Why are there so few songs written in tribute to the lobster soup?

Lobster soup is for me one of the absolute cornerstones when it comes to mastering The Art of Soup . Not because it is difficult to achieve a great result, but because it requires time, it requires relatively expensive ingredients and it always gets the guests to get down on their knees and their taste buds will build a little temple to remember what you did for generations to come.

The flavors you get out of the shells are so smooth and has a depth that tickles the palate in the far back. The cream enhances the round flavours even more and the typical lobster flavors is extra super tasty because of all the goodies that it have been cooked with.

Personally, I have not cooked lobster soup in ages. Don’t ask me why, it’s not like I never had any shells of various sea-living creatures to extract the flavors from. It’s probably pure laziness that make me all too often consign them to the trash where they transform from smelling wonderful to frighten all living things within a ten meter radius.

Then one day I was asked on the Facebook page for my swedish blog if I had a recipe I could share. In my notebook that has followed me for several years, I found notes that after som deciphering turned out to be a recipe. To ensure that I had not sipped too much cognac when I wrote it, I went to the fish market, bought two lobsters and gave it another try.

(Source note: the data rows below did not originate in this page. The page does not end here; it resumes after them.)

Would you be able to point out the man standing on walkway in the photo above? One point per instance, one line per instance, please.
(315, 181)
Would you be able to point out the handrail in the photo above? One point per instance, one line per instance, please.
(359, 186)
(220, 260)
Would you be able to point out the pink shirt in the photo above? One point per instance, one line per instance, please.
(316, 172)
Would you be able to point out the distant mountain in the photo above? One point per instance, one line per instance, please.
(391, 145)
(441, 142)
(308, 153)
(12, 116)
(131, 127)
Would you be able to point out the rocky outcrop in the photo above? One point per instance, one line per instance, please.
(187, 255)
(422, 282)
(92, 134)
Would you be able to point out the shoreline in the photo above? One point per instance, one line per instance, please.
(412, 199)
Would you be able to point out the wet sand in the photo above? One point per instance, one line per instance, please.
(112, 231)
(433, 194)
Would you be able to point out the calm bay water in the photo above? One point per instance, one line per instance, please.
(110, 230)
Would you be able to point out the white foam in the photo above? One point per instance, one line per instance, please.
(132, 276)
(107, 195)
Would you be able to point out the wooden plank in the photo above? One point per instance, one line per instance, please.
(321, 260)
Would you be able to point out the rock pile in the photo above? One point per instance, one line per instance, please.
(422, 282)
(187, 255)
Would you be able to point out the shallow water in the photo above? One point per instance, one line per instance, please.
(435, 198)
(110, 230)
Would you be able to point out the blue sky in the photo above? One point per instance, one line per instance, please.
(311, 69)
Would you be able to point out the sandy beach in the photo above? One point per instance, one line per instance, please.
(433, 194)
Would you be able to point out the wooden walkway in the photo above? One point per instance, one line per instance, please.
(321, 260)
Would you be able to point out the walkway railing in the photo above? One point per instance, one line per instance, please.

Even with high expectations the delight when the first spoon entered my mouth almost made me pass out. 

Lobster soup

Time: Three hours and a little more
Servings: Starter for 4 persons

  • 2 lobsters
  • A dash of oil (don’t use olive oil since it add too much flavour)
  • 1 schallot
  • 1 clove of garlic
  • 1 parsnip
  • 1/2 fresh fennel
  • 2 carrots
  • 1 stalk of celery
  • 1/4 red chili pepper
  • 1 bay leaf
  • 1 tbs tomato purée
  • 100 ml cognac
  • 300 ml white wine
  • 400 ml water
  • 3 tomatoes
  • 400 ml whipping cream
  • Fresh dill for garnish
  • Salt
  • White pepper
  • A pinch cayenne pepper
  1. If the fishmonger didn’t split the lobster for you, now’s the time to give it a try yourself. Make sure you remove the stomach and intestines. Remove all meat (don’t forget the claws!) and save for later.
  2. Prepare all the vegetables by cutting them into rough chunks.
  3. Heat a little oil in a large skillet and fry the shells for a couple of minutes. Break the shell into pieces using a pestle or something similar.
  4. Add the vegetables and the bay leaf. Reduce heat to medium so that the vegetables softens without browning. Add the tomato purée.
  5. Pour the cognac over the shells and vegetables, set it on fire using a matchstick and give it a shake will the flames slowly die out.
  6. Add white wine and water, a little at a time so that the heat in the skillet doesn’t drop to much. Chop the tomatoes coarsely and add them too.
  7. Let simmer without a lid for an hour.
  8. Strain properly (I use a colander and then a fine-meshed sieve) and return to skillet. Keep boiling until reduced by half.
  9. Add cream and let simmer for another thirty minutes.
  10. Finally add salt, white pepper and a pinch cayenne pepper.
  11. Pour soup into hot bowls, add lobster meat and garnish with dill.